Herr Hippe stood in the doorway, scowling. His eyes seemed to scorch the poor hunchback, whose form, physically inferior, crouched before that baneful, blazing glance, while his head, mentally brave, reared itself, as if to redeem the cowardice of the frame to which it belonged. So the attitude of the serpent: the body pliant, yielding, supple; but the crest thrown aloft, erect, and threatening. As for Zonela, she was frozen in the attitude of motion; — a dancing nymph in colored marble; agility stunned; elasticity petrified.
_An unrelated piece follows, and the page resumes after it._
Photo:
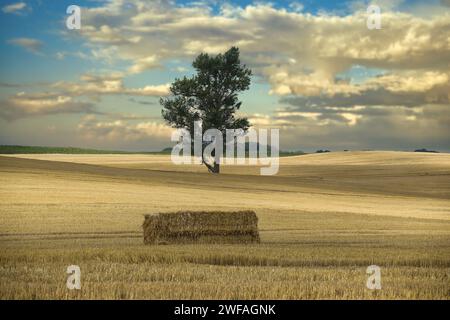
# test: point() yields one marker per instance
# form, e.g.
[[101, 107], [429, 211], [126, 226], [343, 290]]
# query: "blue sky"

Furbelow, astonished at this sudden change, and catching, with all the mysterious rapidity of instinct peculiar to the lower animals, at the enigmatical character of the situation, turned his pleading, melancholy eyes from one to another of the motionless three, as if begging that his humble intellect (pardon me, naturalists, for the use of this word “intellect” in the matter of a monkey!) should be enlightened as speedily as possible. Not receiving the desired information, he, after the manner of trained animals, returned to his muttons; in other words, he conceived that this unusual entrance, and consequent dramatic tableau, meant “shop.” He therefore dropped Zonela’s hand and pattered on his velvety little feet over towards the grim figure of the Wondersmith, holding out his poor little paw for the customary copper. He had but one idea drilled into him — soulless creature that he was — and that was, alms. But I have seen creatures that professed to have souls, and that would have been indignant, if you had denied them immortality, who took to the soliciting of alms as naturally as if beggary had been the original sin, and was regularly born with them, and never baptized out of them. I will give these Bandits of the Order of Charity this credit, however, that they knew the best highways and the richest founts of benevolence — unlike to Furbelow, who, unreasoning and undiscriminating, begged from the first person that was near. Burbelow, owing to this intellectual inferiority to the before-mentioned Alsatians, frequently got more kicks than coppers, and the present supplication which he indulged in towards the Wondersmith was a terrible confirmation of the rule. The reply to the extended pleading paw was what might be called a double-barrelled kick — a kick to be represented by the power of two when the foot touched the object, multiplied by four when the entire leg formed an angle of 45 deg. with the spinal column. The long, nervous leg of the Wondersmith caught the little creature in the centre of the body, doubled up his brown, hairy form, till he looked like a fur driving~glove, and sent him whizzing across the room into a far corner, where he dropped senseless and flaccid.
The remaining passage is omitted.